Move to enforce beef ban in Indian state fuels unrest

A police officer being blocked from shutting down a poultry stall in Mumbai amid a ban on the sale of meat. In a sign of the growing clout of Hindu groups, two states have enforced bans or curbs on beef.
A police officer being blocked from shutting down a poultry stall in Mumbai amid a ban on the sale of meat. In a sign of the growing clout of Hindu groups, two states have enforced bans or curbs on beef.PHOTO: AGENCE FRANCE-PRESSE

A fresh move to enforce a forgotten 83-year-old beef ban in Jammu and Kashmir has fuelled protests in the northern state. The ban, coming on top of similar restrictions in two other states ruled by the the Bharatiya Janata Party (BJP), have outraged critics who contend that Hindu nationalists are trying to dictate the eating habits of Indians along religious lines.

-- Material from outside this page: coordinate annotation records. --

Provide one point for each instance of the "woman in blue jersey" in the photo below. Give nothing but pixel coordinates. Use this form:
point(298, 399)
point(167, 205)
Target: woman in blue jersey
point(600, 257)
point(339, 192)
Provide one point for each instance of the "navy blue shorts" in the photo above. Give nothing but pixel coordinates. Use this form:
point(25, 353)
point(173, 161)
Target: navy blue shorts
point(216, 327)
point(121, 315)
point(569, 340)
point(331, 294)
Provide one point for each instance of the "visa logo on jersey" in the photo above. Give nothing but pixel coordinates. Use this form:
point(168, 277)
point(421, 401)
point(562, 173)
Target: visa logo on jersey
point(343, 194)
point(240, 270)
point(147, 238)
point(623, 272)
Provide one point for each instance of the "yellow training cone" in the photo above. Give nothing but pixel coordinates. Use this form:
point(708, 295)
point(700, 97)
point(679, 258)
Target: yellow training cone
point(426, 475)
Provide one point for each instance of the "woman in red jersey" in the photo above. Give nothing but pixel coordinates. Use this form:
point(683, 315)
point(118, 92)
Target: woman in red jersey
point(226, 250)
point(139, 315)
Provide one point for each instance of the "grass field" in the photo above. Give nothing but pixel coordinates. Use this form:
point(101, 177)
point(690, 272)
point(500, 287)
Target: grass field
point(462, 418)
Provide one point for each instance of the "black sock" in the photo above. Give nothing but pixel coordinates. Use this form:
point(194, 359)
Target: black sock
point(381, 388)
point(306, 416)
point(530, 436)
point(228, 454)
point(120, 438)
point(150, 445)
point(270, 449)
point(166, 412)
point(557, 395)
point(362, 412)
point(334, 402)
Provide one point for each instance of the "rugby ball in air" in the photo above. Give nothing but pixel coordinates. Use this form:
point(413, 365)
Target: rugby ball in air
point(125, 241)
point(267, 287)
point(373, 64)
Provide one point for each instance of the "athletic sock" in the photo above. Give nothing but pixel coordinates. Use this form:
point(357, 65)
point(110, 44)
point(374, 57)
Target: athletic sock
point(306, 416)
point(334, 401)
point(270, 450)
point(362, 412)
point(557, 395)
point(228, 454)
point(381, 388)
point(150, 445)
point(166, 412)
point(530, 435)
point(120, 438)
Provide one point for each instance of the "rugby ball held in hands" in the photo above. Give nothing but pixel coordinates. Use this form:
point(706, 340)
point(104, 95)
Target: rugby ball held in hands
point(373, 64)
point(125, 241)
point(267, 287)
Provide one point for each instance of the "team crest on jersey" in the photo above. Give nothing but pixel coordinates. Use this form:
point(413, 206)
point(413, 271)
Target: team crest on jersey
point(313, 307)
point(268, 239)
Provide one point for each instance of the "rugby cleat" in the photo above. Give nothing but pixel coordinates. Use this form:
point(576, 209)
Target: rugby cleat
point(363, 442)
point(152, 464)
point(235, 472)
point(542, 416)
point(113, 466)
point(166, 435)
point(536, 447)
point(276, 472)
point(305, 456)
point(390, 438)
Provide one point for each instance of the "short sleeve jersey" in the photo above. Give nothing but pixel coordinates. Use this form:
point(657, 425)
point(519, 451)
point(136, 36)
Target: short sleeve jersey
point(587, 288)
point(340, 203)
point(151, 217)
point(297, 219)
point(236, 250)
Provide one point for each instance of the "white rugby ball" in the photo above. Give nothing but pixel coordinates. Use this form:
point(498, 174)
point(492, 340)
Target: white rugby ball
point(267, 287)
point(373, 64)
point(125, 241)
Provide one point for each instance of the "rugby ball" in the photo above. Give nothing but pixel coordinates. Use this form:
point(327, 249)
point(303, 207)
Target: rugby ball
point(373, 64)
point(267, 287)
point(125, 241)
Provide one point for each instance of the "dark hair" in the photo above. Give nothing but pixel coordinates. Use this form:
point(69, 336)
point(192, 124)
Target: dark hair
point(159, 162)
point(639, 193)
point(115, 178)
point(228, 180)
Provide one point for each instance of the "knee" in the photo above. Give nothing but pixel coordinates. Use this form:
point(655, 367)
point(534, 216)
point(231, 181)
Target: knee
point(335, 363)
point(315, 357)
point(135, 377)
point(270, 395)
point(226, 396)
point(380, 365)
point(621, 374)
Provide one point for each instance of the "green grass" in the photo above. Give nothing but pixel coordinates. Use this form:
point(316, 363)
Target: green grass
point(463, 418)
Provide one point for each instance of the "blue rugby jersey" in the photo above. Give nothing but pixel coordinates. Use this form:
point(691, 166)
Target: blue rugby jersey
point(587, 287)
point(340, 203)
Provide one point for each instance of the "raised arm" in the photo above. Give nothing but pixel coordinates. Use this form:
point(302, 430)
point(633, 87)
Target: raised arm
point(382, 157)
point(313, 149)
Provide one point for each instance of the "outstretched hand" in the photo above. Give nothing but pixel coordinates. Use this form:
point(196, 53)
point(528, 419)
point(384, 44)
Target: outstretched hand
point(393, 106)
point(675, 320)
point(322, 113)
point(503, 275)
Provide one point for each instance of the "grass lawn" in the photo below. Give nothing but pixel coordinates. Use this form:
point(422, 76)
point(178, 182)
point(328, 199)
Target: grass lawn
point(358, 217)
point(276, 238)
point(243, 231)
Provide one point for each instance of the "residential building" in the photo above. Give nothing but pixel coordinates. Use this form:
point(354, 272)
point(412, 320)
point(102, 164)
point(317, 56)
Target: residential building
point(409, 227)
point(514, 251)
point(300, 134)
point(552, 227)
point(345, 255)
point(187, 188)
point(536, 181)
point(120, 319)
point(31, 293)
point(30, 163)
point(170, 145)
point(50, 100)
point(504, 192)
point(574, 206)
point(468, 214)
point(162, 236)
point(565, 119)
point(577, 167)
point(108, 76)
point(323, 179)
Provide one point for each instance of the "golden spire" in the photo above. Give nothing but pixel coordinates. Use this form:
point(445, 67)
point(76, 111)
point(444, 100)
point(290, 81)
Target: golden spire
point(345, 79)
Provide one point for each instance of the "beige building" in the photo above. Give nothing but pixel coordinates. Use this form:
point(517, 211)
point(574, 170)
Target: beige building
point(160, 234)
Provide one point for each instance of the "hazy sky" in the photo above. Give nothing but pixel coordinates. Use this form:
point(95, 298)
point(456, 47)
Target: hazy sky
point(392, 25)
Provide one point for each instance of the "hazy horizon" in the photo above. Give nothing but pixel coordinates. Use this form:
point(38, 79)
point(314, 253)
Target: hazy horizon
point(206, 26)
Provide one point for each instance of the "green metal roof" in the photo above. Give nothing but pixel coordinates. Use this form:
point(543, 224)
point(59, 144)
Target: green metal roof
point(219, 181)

In Muslim-majority Kashmir, protests have broken out since the Jammu and Kashmir High Court last Thursday asked the authorities to strictly enforce a beef ban, which had been all but forgotten since it was officially introduced in 1932. The order came after a lawyer filed a public interest litigation seeking enforcement of the ban.

Though most Muslims in the state prefer mutton over beef, which is eaten more in rural areas as it is cheaper, the issue has become a possible political flashpoint.

Last Saturday, shops were shut and traffic remained off the road afterseparatists issued protest calls.

Separatist leaders, who were put under house arrest by the authorities to prevent trouble, called the ban an "interference in religious affairs". Even the ruling People's Democratic Party, which is in alliance with the BJP, said it opposes a ban in Kashmir, a state that has been rocked by militant activity.

Party spokesman Waheed-ur- Rehman Para said: "If you codify food, it will be a whole controversy. People will question the legitimacy of the state."

Muslims were facing the problem of radicalisation, he noted, and such acts could benefit militants.

"People should eat what they want to eat. This is a country where people live in diversity," he added.

"Where are we heading with this ban on meat? This is a controversial issue. It is better the state remains out of it.''

Prime Minister Narendra Modi had promised to protect the cow when he was running for election last year. The cow is regarded as holy by Hindus, who make up just under 80 per cent of the population.

The BJP election manifesto had promised a "legal framework to protect and promote the cow and its progeny". Mr Modi, however, has not yet made moves to institute a federal ban in India - the world's largest beef exporter, which exported US$4.3 billion (S$6 billion) worth of beef last year.

Still, in a sign of the growing clout of Hindu groups, the BJP-ruled state of Maharashtra enforced a beef ban on March 5 this year, while another BJP-ruled state, Haryana, introduced stricter laws that made the sale of beef an offence.

Against this backdrop, a planned eight-day ban on the sale of chicken, pork and mutton - to mark a festival of forgiveness celebrated by the strictly vegetarian Jain community in Mumbai - has also stoked controversy, even though such restrictions are common.